Nous JEAN, par la grâce de Dieu,Grand-Duc de Luxembourg, Duc de Nassau;

Vu la loi du 25 mars 1963 concernant la protection de la population contre les dangers résultant des radiations ionisantes;

Vu la loi modifiée du 9 août 1971 concernant l'exécution et la sanction des décisions et des directives ainsi que la sanction des règlements des Communautés européennes en matière économique, technique, agricole, forestière, sociale et en matière de transports;

Vu la directive 92/3/Euratom du Conseil du 3 février 1992 relative à la surveillance et au contrôle des transferts de déchets radioactifs entre Etats membres ainsi qu'à l'entrée et à la sortie de la Communauté;

Vu l'avis du Collège médical;

Vu l'avis de la Chambre de Commerce;

Notre Conseil d'Etat entendu et de l'assentiment de la commission de travail de la Chambre des Députés;

Sur le rapport de Notre ministre de la Santé, de Notre ministre de l'Environnement, de Notre ministre du Travail, de Notre ministre des Transports, de Notre ministre des Affaires Etrangères, du Commerce Extérieur et de la Coopération et de Notre ministre de la Justice et après délibération du Gouvernement en Conseil;

Arrêtons:

Chapitre 1 er. - Champ d'application et principes.

Art. 1er.

1.

Le présent règlement s'applique aux transferts transfrontaliers de déchets radioactifs lorsque les quantités et la concentration dépassent les valeurs fixées à l'article 4 points a) et b) de la directive du Conseil du 15 juillet 1980 (80/836 Euratom) portant modification des directives fixant les normes de base relatives à la protection sanitaire de la population et des travailleurs contre les dangers résultant des rayonnements ionisants.

2.

Des dispositions spécifiques concernant la réexpédition de ces déchets sont énoncées au chapitre 4.

Art. 2.

Aux fins du présent règlement, on entend par:

- «déchets radioactifs»: toute matière contenant des radionucléides ou contaminée par des radionucléides et pour laquelle aucune utilisation n'est prévue,
- «transfert»: les opérations de transport des déchets radioactifs du lieu d'origine au lieu de destination, y compris leur chargement et déchargement,
- «détenteur» de déchets radioactifs: toute personne physique ou morale qui, avant d'effectuer un transfert, a la responsabilité légale de ces matières et qui se propose d'effectuer un transfert à un destinataire,
- «destinataire» de déchets radioactifs: toute personne physique ou morale vers laquelle ces matières sont transférées,
- «source scellée»: une source constituée par des substances radioactives solidement incorporées dans des matières solides et effectivement inactives, ou scellée dans une enveloppe inactive présentant une résistance suffisante pour éviter, dans les conditions normales d'emploi, toute dispersion de substances radioactives.

Art. 3.

Les opérations de transport nécessaires au transfert et au transit doivent être conformes aux dispositions communautaires et nationales ainsi qu'aux accords internationaux concernant les transports de matières radioactives.

Art. 4.

Tout transfert vers le Grand-Duché de Luxembourg de déchets radioactifs qui n'y ont pas été produits est interdit, à l'exception des simples opérations de transit dont question à l'article 15.

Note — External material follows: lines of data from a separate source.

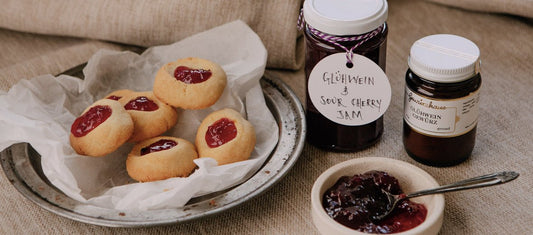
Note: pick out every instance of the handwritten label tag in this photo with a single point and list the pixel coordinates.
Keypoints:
(349, 96)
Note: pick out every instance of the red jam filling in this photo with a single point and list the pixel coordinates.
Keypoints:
(90, 120)
(353, 200)
(191, 76)
(114, 97)
(141, 103)
(160, 145)
(220, 132)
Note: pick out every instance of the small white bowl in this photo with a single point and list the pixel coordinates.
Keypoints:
(410, 177)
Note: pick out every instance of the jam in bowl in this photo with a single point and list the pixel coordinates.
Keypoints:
(346, 196)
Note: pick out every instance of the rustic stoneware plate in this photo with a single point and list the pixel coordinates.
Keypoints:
(22, 166)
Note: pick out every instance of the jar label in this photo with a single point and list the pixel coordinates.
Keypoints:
(441, 118)
(349, 96)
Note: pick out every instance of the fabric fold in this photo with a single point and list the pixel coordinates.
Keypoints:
(150, 23)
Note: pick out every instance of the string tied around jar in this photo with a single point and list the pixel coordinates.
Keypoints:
(335, 40)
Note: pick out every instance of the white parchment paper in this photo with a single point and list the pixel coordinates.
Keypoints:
(41, 110)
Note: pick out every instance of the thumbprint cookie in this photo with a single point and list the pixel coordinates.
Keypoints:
(190, 83)
(101, 129)
(151, 117)
(225, 136)
(161, 158)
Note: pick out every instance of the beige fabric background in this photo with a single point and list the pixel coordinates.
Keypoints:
(504, 140)
(148, 23)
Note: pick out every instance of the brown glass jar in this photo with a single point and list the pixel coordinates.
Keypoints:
(323, 132)
(441, 100)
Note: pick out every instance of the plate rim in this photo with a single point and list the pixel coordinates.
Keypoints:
(268, 80)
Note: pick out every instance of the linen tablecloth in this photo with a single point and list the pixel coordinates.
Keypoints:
(503, 31)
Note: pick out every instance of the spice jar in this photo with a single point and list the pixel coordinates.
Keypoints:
(347, 89)
(441, 100)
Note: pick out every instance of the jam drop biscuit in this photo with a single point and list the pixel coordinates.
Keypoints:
(161, 158)
(151, 117)
(225, 136)
(101, 129)
(190, 83)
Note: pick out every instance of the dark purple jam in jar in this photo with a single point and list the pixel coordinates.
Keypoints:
(353, 200)
(441, 100)
(322, 131)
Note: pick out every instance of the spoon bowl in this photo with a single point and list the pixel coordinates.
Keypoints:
(476, 182)
(410, 177)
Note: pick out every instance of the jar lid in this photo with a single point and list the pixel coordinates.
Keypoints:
(444, 58)
(341, 17)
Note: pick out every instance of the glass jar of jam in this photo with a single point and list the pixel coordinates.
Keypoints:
(441, 100)
(341, 27)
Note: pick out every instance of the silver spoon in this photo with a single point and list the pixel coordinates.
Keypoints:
(476, 182)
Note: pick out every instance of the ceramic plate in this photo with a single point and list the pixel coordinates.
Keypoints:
(22, 166)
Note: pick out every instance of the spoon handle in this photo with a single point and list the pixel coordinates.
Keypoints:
(476, 182)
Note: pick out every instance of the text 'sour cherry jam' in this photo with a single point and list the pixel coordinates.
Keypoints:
(89, 120)
(345, 100)
(141, 103)
(191, 76)
(220, 132)
(160, 145)
(353, 200)
(441, 101)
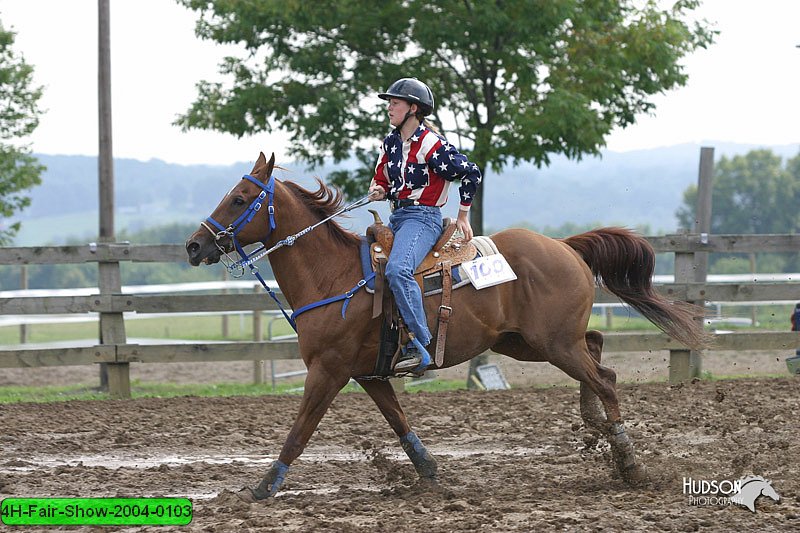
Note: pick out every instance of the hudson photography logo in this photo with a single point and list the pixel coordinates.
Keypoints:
(743, 492)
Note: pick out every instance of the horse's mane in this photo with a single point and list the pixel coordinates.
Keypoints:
(324, 202)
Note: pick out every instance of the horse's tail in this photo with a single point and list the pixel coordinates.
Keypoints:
(623, 262)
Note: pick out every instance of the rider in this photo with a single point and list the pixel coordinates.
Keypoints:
(415, 167)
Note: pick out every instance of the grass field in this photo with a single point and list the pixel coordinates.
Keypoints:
(240, 327)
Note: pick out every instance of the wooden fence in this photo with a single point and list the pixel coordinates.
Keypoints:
(111, 304)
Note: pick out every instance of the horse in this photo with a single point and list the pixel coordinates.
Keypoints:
(751, 487)
(541, 316)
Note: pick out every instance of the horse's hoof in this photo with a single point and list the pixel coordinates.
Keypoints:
(635, 475)
(247, 495)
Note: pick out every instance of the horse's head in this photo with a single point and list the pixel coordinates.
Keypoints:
(238, 215)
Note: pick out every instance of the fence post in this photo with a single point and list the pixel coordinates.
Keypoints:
(23, 284)
(112, 326)
(693, 267)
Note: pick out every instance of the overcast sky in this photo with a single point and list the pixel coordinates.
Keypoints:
(742, 89)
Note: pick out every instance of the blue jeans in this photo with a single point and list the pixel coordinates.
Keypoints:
(416, 229)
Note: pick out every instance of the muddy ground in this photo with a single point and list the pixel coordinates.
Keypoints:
(517, 460)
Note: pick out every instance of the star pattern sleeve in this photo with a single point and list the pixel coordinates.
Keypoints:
(452, 165)
(381, 176)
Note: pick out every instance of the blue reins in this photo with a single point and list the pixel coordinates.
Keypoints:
(236, 269)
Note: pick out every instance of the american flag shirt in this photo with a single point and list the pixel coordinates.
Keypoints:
(422, 168)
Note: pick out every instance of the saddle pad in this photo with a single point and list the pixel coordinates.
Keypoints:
(432, 283)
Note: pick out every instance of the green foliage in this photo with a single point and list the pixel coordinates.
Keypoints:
(19, 117)
(752, 194)
(517, 80)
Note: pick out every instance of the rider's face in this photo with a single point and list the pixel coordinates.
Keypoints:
(397, 111)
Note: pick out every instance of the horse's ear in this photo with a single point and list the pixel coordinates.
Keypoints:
(260, 163)
(270, 167)
(263, 168)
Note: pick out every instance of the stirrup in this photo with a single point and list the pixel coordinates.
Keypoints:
(420, 361)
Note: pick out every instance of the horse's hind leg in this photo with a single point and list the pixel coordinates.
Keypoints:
(581, 361)
(604, 390)
(385, 398)
(590, 403)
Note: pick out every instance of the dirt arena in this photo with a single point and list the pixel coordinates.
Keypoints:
(517, 460)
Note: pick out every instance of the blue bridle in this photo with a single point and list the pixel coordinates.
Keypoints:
(236, 269)
(233, 229)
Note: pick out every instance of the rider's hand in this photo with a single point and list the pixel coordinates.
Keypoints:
(376, 192)
(462, 223)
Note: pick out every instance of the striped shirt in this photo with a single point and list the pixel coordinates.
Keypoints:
(422, 168)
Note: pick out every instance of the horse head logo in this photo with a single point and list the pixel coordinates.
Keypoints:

Chapitre 2. -Transferts vers un Etat membre.

Art. 5.

Un détenteur de déchets radioactifs qui se propose d'effectuer ou de faire effectuer un transfert de ces déchets vers un autre Etat membre introduit une demande d'autorisation auprès du ministre de la Santé. Le ministre adresse, pour approbation, ces demandes aux autorités compétentes du pays de destination et, le cas échéant, du ou des pays de transit.

A cette fin, il utilise le document uniforme visé à l'article 16.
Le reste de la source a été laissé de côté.